Python parsing methods for docx documents, and extracting inserted text objects and pictures

Source: Internet
Author: User

Install the Docx module first, either via the PIP install docx or by downloading the installation on the Docx official link

Here's how to parse a docx document: The document format is as follows

There are 3 parts composed of 1 body: Text Document 21 tables. 31 inserted file objects. 41 Photos These 4 sections are the most common formats we have in the docx documentation. The parsing code is as follows

Import docx

Docx_try ():
Doc=docx. Document (R ' E:\py_prj\test.docx ')
Doc.paragraphs:
P.text
Doc.tables:
T.rows:
R.cells:
C.text

E:\python2.7.11\python.exe e:/py_prj/test3.py

Test document

Name

Role

Python

Parsing data

C language

Invoking the underlying interface

Html

Web page data

The first is with docx. Document opens the corresponding file directory. DOCX file structure is more complex, divided into three layers, 1, docment objects representing the entire document, 2, Docment contains a list of paragraph objects, paragraph objects used to represent the paragraphs in the document; 3. A Paragraph object contains a list of run objects. So P.text will print out the entire text document. and use Doc.tables to traverse all the tables. and to each table by traversing rows, columns to get all the content.

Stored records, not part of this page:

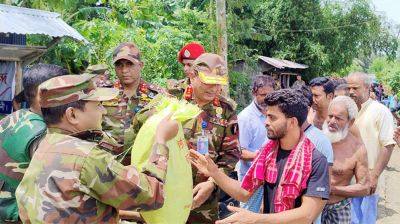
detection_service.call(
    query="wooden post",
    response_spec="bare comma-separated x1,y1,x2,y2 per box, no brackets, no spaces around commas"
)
215,0,229,96
14,61,22,97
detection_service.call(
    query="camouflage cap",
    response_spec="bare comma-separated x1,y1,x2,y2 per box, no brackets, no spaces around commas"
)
193,53,228,85
113,42,140,64
39,74,119,108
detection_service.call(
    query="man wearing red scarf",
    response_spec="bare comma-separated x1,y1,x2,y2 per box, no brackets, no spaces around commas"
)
189,89,330,224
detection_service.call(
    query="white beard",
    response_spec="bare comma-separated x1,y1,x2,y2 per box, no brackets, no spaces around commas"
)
322,121,349,143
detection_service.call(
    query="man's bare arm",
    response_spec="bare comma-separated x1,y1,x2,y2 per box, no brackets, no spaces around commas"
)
331,145,370,198
370,144,394,194
240,148,257,161
210,166,253,202
216,196,327,224
188,149,253,202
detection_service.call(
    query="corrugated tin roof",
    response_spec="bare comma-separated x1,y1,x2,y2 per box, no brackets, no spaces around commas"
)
0,44,47,61
258,56,308,69
0,4,87,42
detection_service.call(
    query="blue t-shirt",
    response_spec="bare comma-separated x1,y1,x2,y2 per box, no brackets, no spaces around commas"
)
238,101,267,179
304,124,333,166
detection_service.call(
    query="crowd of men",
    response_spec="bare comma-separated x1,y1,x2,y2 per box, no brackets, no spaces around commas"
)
0,42,400,224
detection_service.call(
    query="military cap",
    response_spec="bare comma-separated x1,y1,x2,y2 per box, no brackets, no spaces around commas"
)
86,64,108,74
178,43,206,64
39,74,119,108
113,42,140,64
192,53,228,85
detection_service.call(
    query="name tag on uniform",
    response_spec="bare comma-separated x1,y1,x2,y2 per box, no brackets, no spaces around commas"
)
210,116,228,127
101,100,118,107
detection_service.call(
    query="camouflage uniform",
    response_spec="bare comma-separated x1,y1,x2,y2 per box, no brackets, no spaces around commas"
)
183,96,240,223
16,128,168,223
103,42,164,165
102,80,164,152
132,54,240,224
0,109,46,223
16,75,168,223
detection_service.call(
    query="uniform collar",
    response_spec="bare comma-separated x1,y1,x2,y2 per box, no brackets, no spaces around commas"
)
119,79,147,98
47,127,103,141
250,100,265,117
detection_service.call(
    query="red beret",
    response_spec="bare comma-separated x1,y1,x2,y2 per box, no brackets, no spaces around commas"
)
178,43,206,64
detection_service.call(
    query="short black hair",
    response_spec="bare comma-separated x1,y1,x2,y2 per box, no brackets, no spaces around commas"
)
310,77,335,95
264,89,308,127
332,79,347,89
252,75,275,92
41,100,88,125
22,64,68,105
294,85,313,107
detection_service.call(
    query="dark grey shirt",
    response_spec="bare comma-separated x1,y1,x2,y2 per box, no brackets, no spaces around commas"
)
263,149,330,213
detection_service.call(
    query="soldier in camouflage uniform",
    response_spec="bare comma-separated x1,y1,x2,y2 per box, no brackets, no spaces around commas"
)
132,53,240,223
183,53,240,223
103,43,164,165
16,74,178,223
0,64,67,223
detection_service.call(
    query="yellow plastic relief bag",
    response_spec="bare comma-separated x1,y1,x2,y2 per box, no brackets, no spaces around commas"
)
131,96,200,224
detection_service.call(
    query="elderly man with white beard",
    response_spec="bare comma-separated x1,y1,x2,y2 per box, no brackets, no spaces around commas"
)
322,96,370,223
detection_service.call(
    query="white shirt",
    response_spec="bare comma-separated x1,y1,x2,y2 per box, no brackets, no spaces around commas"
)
355,99,396,169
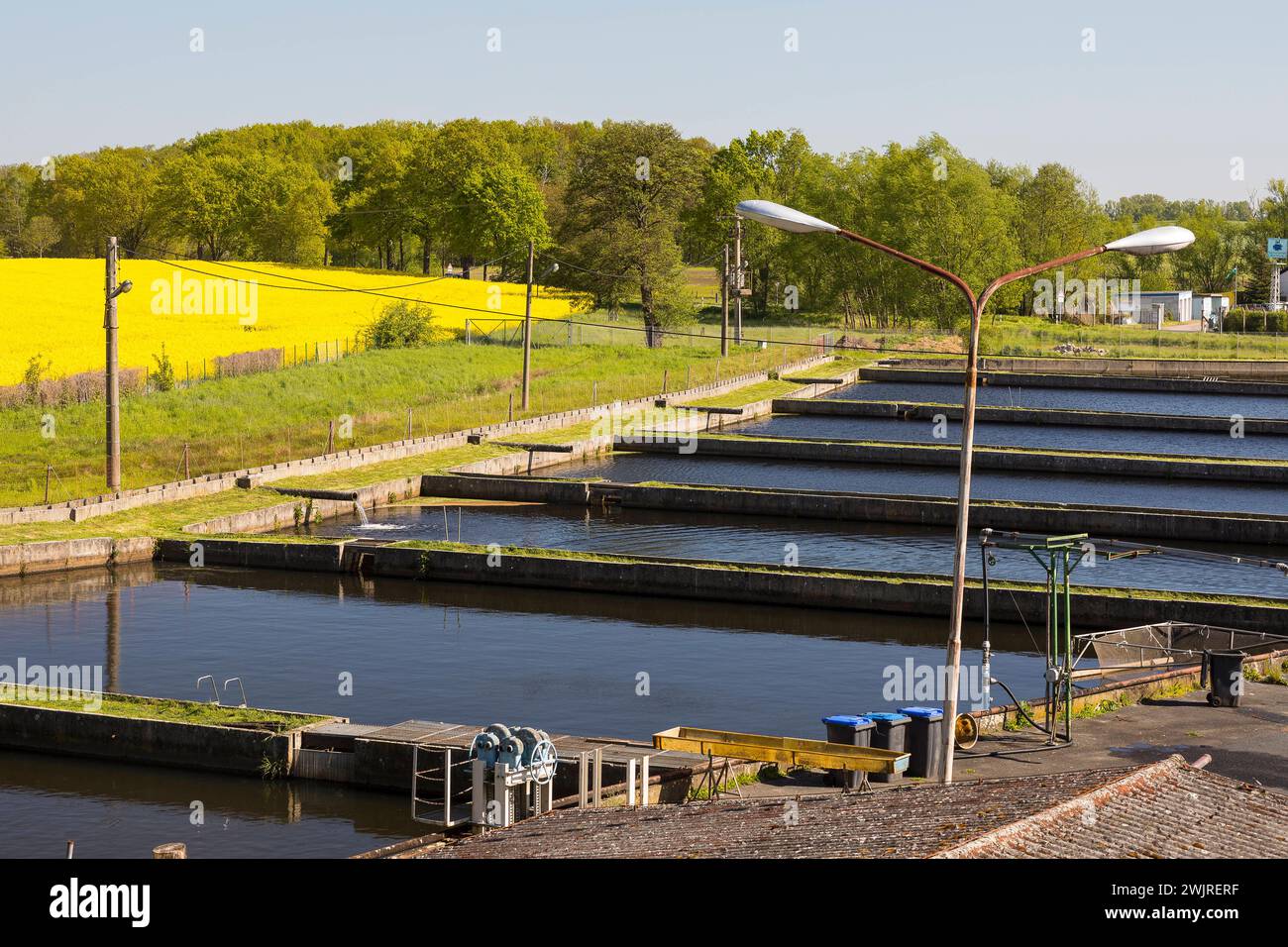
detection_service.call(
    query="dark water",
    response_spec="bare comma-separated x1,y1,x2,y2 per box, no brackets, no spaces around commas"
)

But in the running results we did not find the file objects and pictures we inserted, text.txt the document. How to parse this part. First we need to know the format of the docx document:

Docx was used after Microsoft Office2007, replacing its current proprietary default file format with the new XML-based compressed file format, with the addition of the letter "X" (That is, ". docx" instead of ". Doc", ". xlsx") after the traditional filename extension ". xls", ". pptx" instead of ". ppt").

The docx format file is essentially a zip file. The suffix of a docx file can be opened or decompressed with the Unzip tool after it has been changed to zip. In fact, Word2007 's basic file is the ZIP format, which he can count as a container for docx files.

The main content of the docx format file is saved in XML format, but the file is not stored directly on disk. It is saved in a zip file and then takes the extension to docx. To unzip the file suffix in. docx format to zip, you can see that the extracted folder has a folder in Word that contains most of the Word document. The Document.xml file contains the main text content of the document.

From the above document we can see that the docx document is actually packaged in an XML document. So we're going to get all the parts, and we can get all the parts in a zip-decompression way. Let's try it first and see if we can

1 changing the docx document to a zip suffix

2 Extracting files

The following files are obtained after decompression

To open the Word folder, click the following folder. Document.xml is the file that describes the text object

Where the embeddings file is the text object we inserted text.txt. is a bin file

The media file is the stored picture:

By manually parsing the inserted text and the image, the code can be parsed as well. The code is as follows.

Os.chdir (R ' E:\py_prj ') #首先改变目录到文件的目录
Os.rename (' Test.docx ',' test. Zip ') # renamed to ZIP file
F=zipfile. ZipFile (' Test.zip ',' R ') #进行解压
F.namelist ():
F.extract (file)
File=open (R ' E:\py_prj\word\embeddings\oleObject1.bin ',' RB '). Read () #进入文件路径, reads a binary file.
File
F


In the above way, you can parse all the files and images inserted in docx. Specific docx writing method can refer to the Official document introduction

Python parsing methods for docx documents, and extracting inserted text objects and pictures

Related Article

Contact Us

The content source of this page is from Internet, which doesn't represent Alibaba Cloud's opinion; products and services mentioned on that page don't have any relationship with Alibaba Cloud. If the content of the page makes you feel confusing, please write us an email, we will handle the problem within 5 days after receiving your email.

If you find any instances of plagiarism from the community, please send an email to: info-contact@alibabacloud.com and provide relevant evidence. A staff member will contact you within 5 working days.

A Free Trial That Lets You Build Big!

Start building with 50+ products and up to 12 months usage for Elastic Compute Service

  • Sales Support

    1 on 1 presale consultation

  • After-Sales Support

    24/7 Technical Support 6 Free Tickets per Quarter Faster Response

  • Alibaba Cloud offers highly flexible support services tailored to meet your exact needs.